Focusing Tip #413: “I’ll be back” at the end of the process
February 13, 2014 Ann Weiser Cornell

“Each time I end Focusing I say I’ll be back to this again but the next time I focus something new and urgent comes up.”

Yen Lu writes:
“Often at the end of a Focusing session, we say that we will come back to ‘this’ again.

“However, each time, something new (and urgent) comes up during the week, and the ‘saved’ item gets pushed back.

“I have a stack of them. Could what is seemingly urgent be edging out the important? Should I return to the stack and choose one, and put what came up urgently now into the stack for another time?”

Dear Yen Lu,
Great question! When I started teaching Focusing, I wrestled with this question a great deal. Often at the end of a Focusing session, the process, though satisfying, also felt unfinished. It felt right to say inside, “I will be back.”

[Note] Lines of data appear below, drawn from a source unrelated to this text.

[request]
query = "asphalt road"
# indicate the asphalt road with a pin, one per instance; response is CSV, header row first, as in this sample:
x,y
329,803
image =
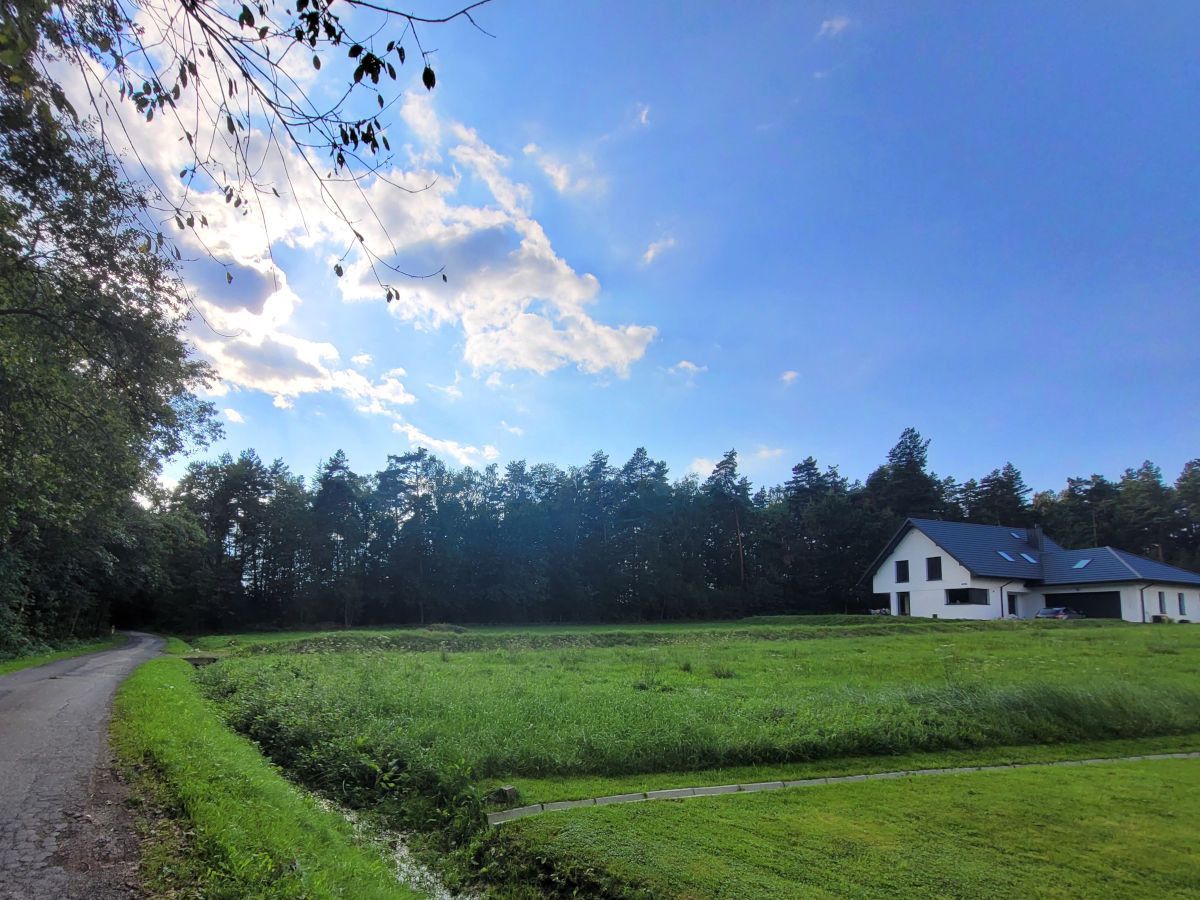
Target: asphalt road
x,y
53,725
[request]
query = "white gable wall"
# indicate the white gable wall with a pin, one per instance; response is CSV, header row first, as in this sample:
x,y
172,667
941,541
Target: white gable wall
x,y
928,598
1139,601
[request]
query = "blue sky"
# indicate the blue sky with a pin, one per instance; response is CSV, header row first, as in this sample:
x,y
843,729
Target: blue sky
x,y
787,228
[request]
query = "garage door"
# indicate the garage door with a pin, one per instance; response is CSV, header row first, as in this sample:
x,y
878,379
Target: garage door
x,y
1095,605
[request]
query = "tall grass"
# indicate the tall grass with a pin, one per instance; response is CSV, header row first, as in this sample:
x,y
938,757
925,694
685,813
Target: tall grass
x,y
255,834
418,732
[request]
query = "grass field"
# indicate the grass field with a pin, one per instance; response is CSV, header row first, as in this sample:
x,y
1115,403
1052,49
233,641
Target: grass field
x,y
251,833
77,649
1104,831
418,725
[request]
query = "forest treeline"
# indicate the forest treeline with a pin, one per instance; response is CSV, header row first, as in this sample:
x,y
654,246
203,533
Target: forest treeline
x,y
240,543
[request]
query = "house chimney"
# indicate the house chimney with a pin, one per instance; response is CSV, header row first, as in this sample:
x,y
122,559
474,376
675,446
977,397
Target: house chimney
x,y
1035,535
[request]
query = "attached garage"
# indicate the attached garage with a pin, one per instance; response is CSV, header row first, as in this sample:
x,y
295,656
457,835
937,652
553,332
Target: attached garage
x,y
1095,605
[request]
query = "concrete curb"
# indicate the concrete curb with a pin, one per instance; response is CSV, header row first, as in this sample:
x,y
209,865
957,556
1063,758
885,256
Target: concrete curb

But then, did I ever really go back? Every Focusing session was fresh and new, being with something in the present moment. That felt right, but was I leaving broken promises behind me, saying I would return and then never returning?

I realized I needed to be really clear about what “I will be back” at the end of a Focusing really means. It means, “I will be back to the Focusing process. I will be back here in the body, sensing what needs my attention. And if you [something in me at the end of the session] want my attention again, you can feel free to come again.”

So this way, I am not saying that I will return to a specific felt sense or part or issue, but I am saying that I will be back to the Focusing place, and I am WILLING to be with any of this again.

What We Can Come Back To is an Issue

We cannot come back to a felt sense, because felt senses are always new and fresh. If your felt sense at the end of a session feels like an octopus with its arms around your throat, you will not be able to find the octopus again later, because it was your body’s expression of what something felt like at that moment.

So don’t tell the octopus you will be with it again. Instead, you can tell the life issue that you are willing to be with IT again…Unlike felt senses, life issues can be invited back, and returned to until there is a shift and a resolution.

As for whether you’ll do Focusing on an ongoing important issue, or a newly arising urgent issue, why not both? An urgent issue may come at any time… and we cannot tell it to go away… but we CAN spend ten minutes really acknowledging it and then checking if it is complete for now so we can invite back the important issue.